Open MPI Development Mailing List Archives

  |   Home   |   Support   |   FAQ   |   all Development mailing list

Subject: Re: [OMPI devel] v1.5 r25914 DOA
From: Eugene Loh (eugene.loh_at_[hidden])
Date: 2012-02-22 18:12:42


On 02/22/12 14:54, Ralph Castain wrote:
> That doesn't really address the issue, though. What I want to know is:
> what happens when you try to bind processes? What about
> -bind-to-socket, and -persocket options? Etc. Reason I'm concerned:
> I'm not sure what happens if the socket layer isn't present. The logic
> in 1.5 is pretty old, but I believe it relies heavily on sockets being
> present.
Okay. So,

*) "out of the box", basically nothing works. For example, "mpirun
hostname" segfaults.

*) With "--mca orte_num_sockets 1", stuff appears to work.

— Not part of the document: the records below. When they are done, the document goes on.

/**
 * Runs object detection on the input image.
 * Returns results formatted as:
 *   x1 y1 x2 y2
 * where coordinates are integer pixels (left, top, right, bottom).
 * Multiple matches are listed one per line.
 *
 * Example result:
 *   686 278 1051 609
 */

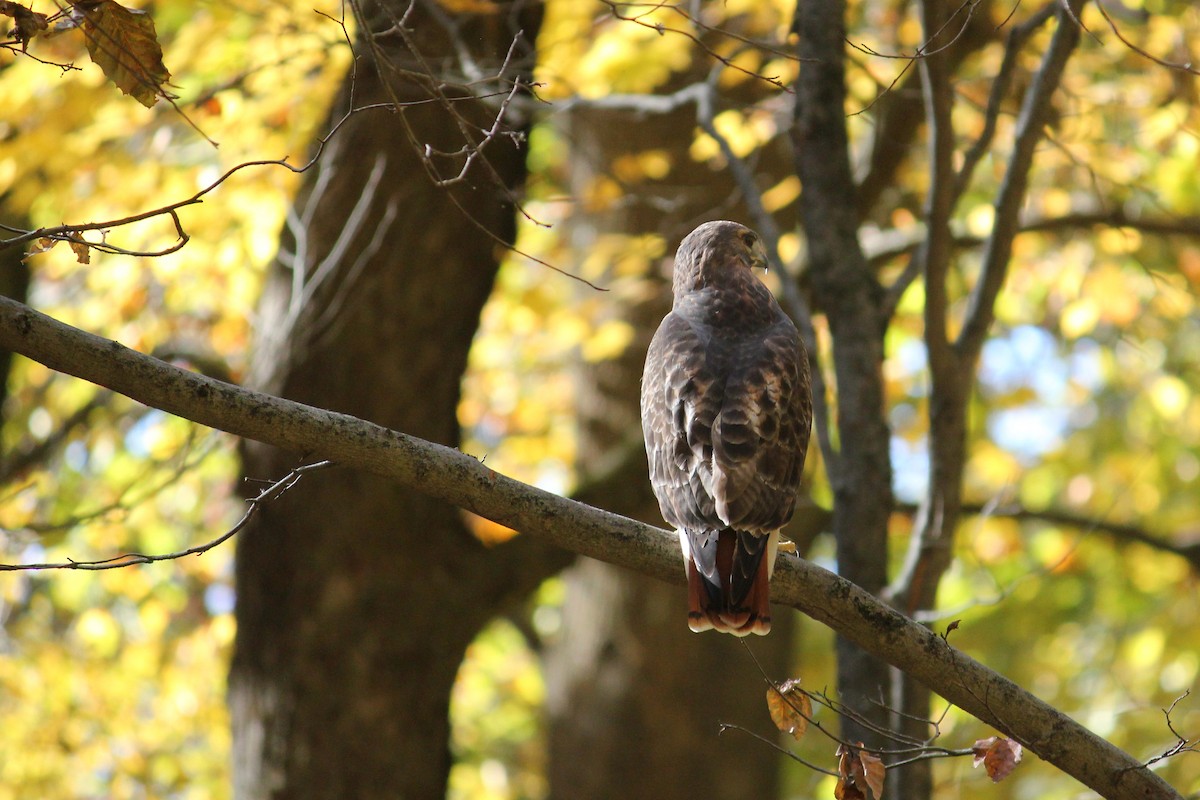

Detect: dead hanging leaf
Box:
25 236 59 255
767 678 812 741
67 240 91 264
76 0 174 108
0 0 49 53
971 736 1024 783
833 742 887 800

*) With "--mca orte_num_sockets 1" and adding either "--bysocket
--bind-to-socket" or "--npersocket <n>", I get:

--------------------------------------------------------------------------
Unable to bind to socket -13 on node burl-ct-v20z-10.
--------------------------------------------------------------------------
--------------------------------------------------------------------------
mpirun was unable to start the specified application as it encountered
an error:

Error name: Fatal
Node: burl-ct-v20z-10

when attempting to start process rank 0.
--------------------------------------------------------------------------
2 total processes failed to start

So, I hear Brice's comment that this is an old kernel. And, I hear what
you're saying about a "real" fix being expensive. Nevertheless, to my
taste, automatically setting num_sockets==1 when num_sockets==0 is
detected makes a lot of sense. It makes things "basically" work,
turning a situation where everything including "mpirun hostname"
segfaults into a situation where default usage works just fine. What
remains broken is binding, which generates an error message that gives
the user a hope of making progress (turning off binding). That's in
contrast from expecting users to go from

% mpirun hostname
Segmentation fault

to knowing that they should set orte_num_sockets==1.